The synthetic antibody is called eCD4-Ig. The antibody mimics both CD4 and CCR5, the two T-cell surface receptors bound by HIV, binding the virus and flagging it for destruction.
The eCD4-Ig construct effectively blocked infection in vitro—better than all known HIV antibodies—and transfecting a gene for the synthetic molecule into four monkeys protected the animals from simian HIV despite being dosed with successively higher doses of the virus for nearly eight months.
“It is absolutely 100-percent effective,” lead author Michael Farzan, a viral immunologist at Scripps, told The Wall Street Journal, adding “there is no question that it is by far the broadest entry inhibitor out there.”

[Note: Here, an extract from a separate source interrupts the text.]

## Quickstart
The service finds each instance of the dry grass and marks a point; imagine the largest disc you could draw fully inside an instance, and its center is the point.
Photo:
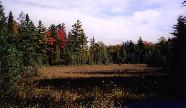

“I am a huge fan of this paper,” Oregon Health & Science University’s Nancy Haigwood, who wrote an accompanying Nature editorial, told the website Science. “It’s really very creative and a breakthrough as far as I am concerned.”
The findings have been published in the science journal Nature. The study is titled “AAV-expressed eCD4-Ig provides durable protection from multiple SHIV challenges.”